Plans for the museum, which is expected to open in the summer of 2024, are ambitious: organizers say it will explore Armenian history as well as contemporary Armenian culture and its contributions.
There will be an indoor auditorium for things like lectures and screenings, as well as an adjacent outdoor amphitheater in Glendale’s small Central Park, which is reconfigured by the city to house the museum. Inside, there will also be a demonstration kitchen, where visitors can experience and taste Armenian cuisine.
the the armenian genocidein which it is believed that up to 1.5 million Armenians lost their lives at the hands of the Ottoman Empire, will also play an important role.
“I am someone, but I am nobody”
Oral histories, including those of genocide survivors, will be essential in telling the whole story, said Shushan Karapetian, associate director of the Institute of Armenian Studies at USC.
“Because the genocide is not just the brutality, but it is what has been lost – including language, including culture, including heritage,” said Karapetian, a member of the permanent exhibitions committee of the museum.
These accounts will likely include interviews with survivors curated by USC’s Shoah Foundation, which is also involved in the museum project.
An example: a 1985 interview conducted in Australia by the Armenian Film Foundation with a man named Jirair Suchiasian, who was orphaned by the genocide as a young child.
Armenian history is still being written. And so we see the building as a living, breathing building that will evolve as Armenian history also evolves.
— Shant Sahakian, Executive Director of the Armenian American Museum
In the interview, Suchiasian, who was adopted, said he never knew who his biological parents were or his real name.
“I don’t know what my name is, where I was born, who (were) my parents,” Suchiasian says in the recording, provided to LAist by the Shoah Foundation. “Now I’m here, I’m somebody, but I’m nobody.”
Stories like Suchiasian’s can bring the weight of Armenian American heritage to life, said Sedda Antekelian, education and outreach specialist at the Shoah Foundation and a member of the museum’s permanent exhibits committee.

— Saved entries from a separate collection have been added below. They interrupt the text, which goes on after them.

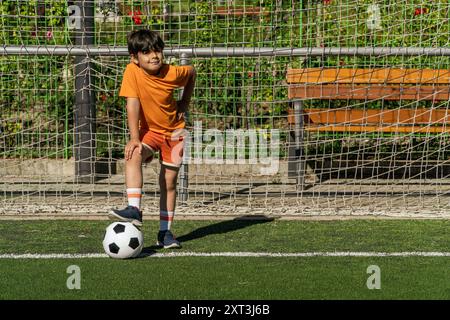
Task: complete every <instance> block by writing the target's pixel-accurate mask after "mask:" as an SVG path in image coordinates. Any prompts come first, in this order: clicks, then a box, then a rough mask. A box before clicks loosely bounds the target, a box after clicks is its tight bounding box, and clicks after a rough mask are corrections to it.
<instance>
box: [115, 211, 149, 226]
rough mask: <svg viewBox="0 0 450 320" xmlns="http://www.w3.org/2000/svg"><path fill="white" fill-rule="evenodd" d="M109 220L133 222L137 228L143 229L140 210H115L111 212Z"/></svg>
mask: <svg viewBox="0 0 450 320" xmlns="http://www.w3.org/2000/svg"><path fill="white" fill-rule="evenodd" d="M109 218H110V219H112V220H115V219H119V220H120V221H124V222H131V223H132V224H134V225H135V226H136V227H142V212H141V211H139V209H138V208H136V207H133V206H128V207H126V208H125V209H122V210H117V209H113V210H111V211H110V212H109Z"/></svg>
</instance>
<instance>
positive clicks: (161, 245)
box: [156, 230, 181, 249]
mask: <svg viewBox="0 0 450 320" xmlns="http://www.w3.org/2000/svg"><path fill="white" fill-rule="evenodd" d="M156 245H157V246H158V247H164V249H170V248H181V243H180V241H178V240H177V239H175V236H174V235H173V234H172V232H171V231H170V230H165V231H159V232H158V241H157V242H156Z"/></svg>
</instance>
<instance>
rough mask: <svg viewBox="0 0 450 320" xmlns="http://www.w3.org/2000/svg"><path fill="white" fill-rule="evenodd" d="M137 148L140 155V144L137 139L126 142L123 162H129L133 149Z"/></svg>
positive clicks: (130, 140)
mask: <svg viewBox="0 0 450 320" xmlns="http://www.w3.org/2000/svg"><path fill="white" fill-rule="evenodd" d="M136 148H138V152H139V154H142V143H141V142H140V141H139V140H137V139H132V140H130V141H128V143H127V145H126V146H125V160H130V159H131V158H132V157H133V152H134V149H136Z"/></svg>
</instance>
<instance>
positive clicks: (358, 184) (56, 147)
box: [0, 0, 450, 217]
mask: <svg viewBox="0 0 450 320" xmlns="http://www.w3.org/2000/svg"><path fill="white" fill-rule="evenodd" d="M0 10H1V11H0V24H1V28H2V32H1V34H0V38H1V40H0V43H1V46H0V73H1V78H0V88H1V94H0V115H1V116H0V191H1V200H0V201H1V205H0V214H3V215H14V216H20V215H23V216H29V215H31V216H37V215H61V216H64V215H70V214H72V213H76V214H79V215H86V216H89V215H102V214H104V213H105V212H107V211H108V210H109V209H110V208H112V207H116V206H122V205H124V204H125V203H126V194H125V185H124V160H123V157H124V155H123V149H124V146H125V144H126V142H127V138H128V131H127V125H126V123H127V122H126V111H125V101H124V99H122V98H119V97H118V92H119V86H120V83H121V80H122V74H123V71H124V69H125V66H126V65H127V63H129V61H130V58H129V55H128V51H127V47H126V36H127V33H128V32H130V31H131V30H137V29H143V28H149V29H152V30H156V31H158V32H159V33H160V34H161V36H162V38H163V39H164V41H165V45H166V49H165V51H164V55H165V61H166V62H167V63H170V64H178V65H179V64H191V65H193V66H194V67H195V69H196V71H197V80H196V87H195V92H194V97H193V99H192V102H191V106H190V109H189V113H188V115H187V127H186V130H187V132H188V138H187V144H186V147H185V152H184V164H183V166H182V168H181V169H180V173H179V180H178V203H177V214H186V215H188V216H189V215H191V216H199V215H205V216H235V215H274V216H295V217H303V216H367V215H376V216H378V215H379V216H398V217H448V212H449V204H448V202H449V193H450V163H449V157H450V125H449V124H450V117H449V114H448V112H449V108H448V107H449V101H450V60H449V59H450V49H449V48H448V44H449V37H450V17H449V12H450V4H449V2H448V1H447V0H438V1H432V2H429V1H419V0H417V1H406V0H399V1H395V2H394V1H387V0H386V1H385V0H383V1H372V0H370V1H356V0H323V1H322V0H320V1H297V0H296V1H293V0H289V1H287V0H277V1H262V0H236V1H225V0H224V1H181V0H169V1H167V0H165V1H134V0H110V1H106V0H105V1H101V0H98V1H59V0H54V1H50V0H42V1H22V0H14V1H2V2H1V4H0ZM175 95H176V96H179V95H181V90H178V91H176V92H175ZM159 166H160V164H159V162H158V161H153V162H152V163H151V164H148V165H145V166H144V169H143V170H144V190H143V191H144V196H143V200H142V203H143V210H144V214H146V215H152V214H154V215H155V216H156V215H157V214H158V212H159V211H158V205H159V198H158V195H159V186H158V172H159Z"/></svg>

She said other oral histories that can be included can give voice to more contemporary issues, like the dual identities of Armenian Americans.

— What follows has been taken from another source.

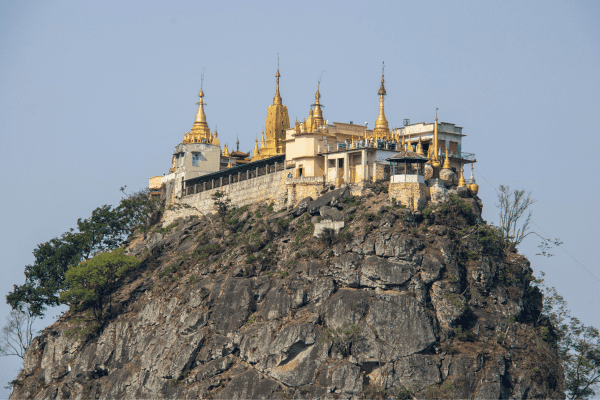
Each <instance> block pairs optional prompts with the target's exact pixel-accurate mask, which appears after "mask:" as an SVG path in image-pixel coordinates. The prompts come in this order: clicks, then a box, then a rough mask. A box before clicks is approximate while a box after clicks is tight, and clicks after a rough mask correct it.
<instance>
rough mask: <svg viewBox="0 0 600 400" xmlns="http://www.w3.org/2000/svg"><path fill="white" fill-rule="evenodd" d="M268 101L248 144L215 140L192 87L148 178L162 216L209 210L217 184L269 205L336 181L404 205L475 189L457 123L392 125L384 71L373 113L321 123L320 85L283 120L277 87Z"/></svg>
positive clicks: (335, 188) (200, 102) (281, 98)
mask: <svg viewBox="0 0 600 400" xmlns="http://www.w3.org/2000/svg"><path fill="white" fill-rule="evenodd" d="M275 77H276V88H275V96H274V97H273V103H272V104H271V105H270V106H269V108H268V110H267V118H266V122H265V129H264V131H263V134H262V136H261V139H260V143H259V142H258V139H257V140H256V141H255V144H254V150H253V151H252V152H247V153H246V152H243V151H240V149H239V140H238V141H237V142H236V148H235V150H234V149H229V148H228V146H227V145H225V146H221V143H220V141H219V137H218V133H217V131H216V129H215V131H214V132H211V130H210V128H209V126H208V123H207V121H206V114H205V111H204V91H203V89H202V87H201V88H200V93H199V94H198V96H199V101H198V103H197V104H198V112H197V113H196V118H195V120H194V124H193V125H192V128H191V131H190V132H185V134H184V137H183V140H182V142H181V143H179V144H178V145H177V146H176V147H175V151H174V152H173V158H172V161H171V168H170V169H169V173H168V174H167V175H163V176H154V177H151V178H150V182H149V188H150V195H151V196H160V197H161V198H162V199H164V200H165V202H166V205H167V206H172V207H167V210H168V211H167V212H166V214H165V223H170V222H171V221H173V220H174V219H176V218H179V217H182V216H186V215H194V214H197V213H199V212H200V213H208V212H213V211H214V210H213V208H214V199H213V197H212V195H213V194H214V193H216V192H217V191H219V192H222V193H223V194H224V195H225V196H227V198H229V199H230V200H231V204H232V205H234V206H238V207H239V206H243V205H247V204H251V203H254V202H258V201H263V202H268V203H272V204H273V205H274V208H275V209H276V210H279V209H284V208H292V207H294V206H296V205H297V204H298V203H299V202H300V201H301V200H302V199H304V198H306V197H309V196H310V197H312V198H313V199H315V198H317V197H319V196H320V195H322V194H324V193H326V192H327V191H330V190H334V189H336V188H340V187H348V188H349V190H350V193H351V194H352V195H361V194H362V193H363V191H364V190H368V188H369V187H372V184H373V183H375V184H378V183H379V184H385V185H388V184H389V186H388V192H389V196H390V201H392V202H396V204H400V205H402V206H405V207H407V208H409V209H412V210H421V209H422V208H423V207H425V205H426V204H427V203H428V202H430V201H431V202H434V203H437V202H440V201H445V200H446V199H447V196H448V191H451V192H452V191H459V192H465V191H467V192H470V193H471V194H473V195H476V194H477V191H478V189H479V186H478V185H477V183H475V179H474V177H473V171H472V170H471V178H470V179H469V180H468V181H467V180H466V179H465V177H464V168H465V166H466V165H468V164H471V169H472V166H473V163H475V162H476V159H475V155H474V154H472V153H466V152H464V151H463V149H462V148H463V143H462V139H463V137H465V135H463V133H462V128H461V127H458V126H456V125H455V124H451V123H445V122H438V118H437V113H436V116H435V120H434V122H432V123H417V124H410V121H408V120H404V126H403V127H402V128H397V129H394V130H391V129H390V127H389V124H388V121H387V118H386V116H385V96H386V89H385V79H384V75H383V73H382V76H381V85H380V87H379V91H378V92H377V94H378V96H379V116H378V118H377V120H376V121H375V125H374V128H373V129H368V125H367V124H365V125H364V126H363V125H356V124H353V123H352V122H350V123H340V122H334V123H329V122H328V121H327V120H326V119H324V117H323V109H322V104H321V93H320V91H319V89H320V88H319V86H317V91H316V93H315V102H314V104H312V105H311V106H310V112H309V115H308V117H307V118H304V119H303V121H302V122H299V121H295V123H294V124H293V126H292V124H291V123H290V118H289V113H288V110H287V107H286V106H285V105H284V104H283V99H282V97H281V95H280V93H279V78H280V74H279V70H277V74H276V75H275Z"/></svg>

“Armenians were global before globalization became a thing”
“For me, what this museum offers is this opportunity for the next generation of Armenian descendants…to find out, ‘What does it mean to be Armenian?’ “said Antekelian. “What does this identity look like through time?”
USC’s Karapetian, who studies the language, said the migration of Armenians to the United States and so many other countries before and after the genocide has created a rich and evolving diaspora history worth exploring. .
“Armenian history is a history not only of diaspora, capital D, but of diasporas, isn’t it? Armenians were global before the world was a thing,” she laughed. “So I think one of my goals is to highlight the kind of plurality and multipolarity of the Armenian experience.”
Karapetian said this could be captured, for example, in an exhibition about the different and evolving versions of spoken Armenian around the world – like what she and others lovingly call “Armglish” as it is. spoken here in Southern California, in the largest Armenian community in the United States.
“My big goal, however we go about it, is to make language something accessible, tangible and playful and to give people a sense of belonging, regardless of your skill,” Karapetian said. .
Sahakian, the museum’s executive director, said that kind of approach is exactly what the Armenian American Museum is all about.
“We want it to be a place that honors our past, but we also want it to be a place that builds our future,” Sahakian said. “Armenian history is still being written. And so we see the building as a living, breathing building that will evolve as Armenian history also evolves.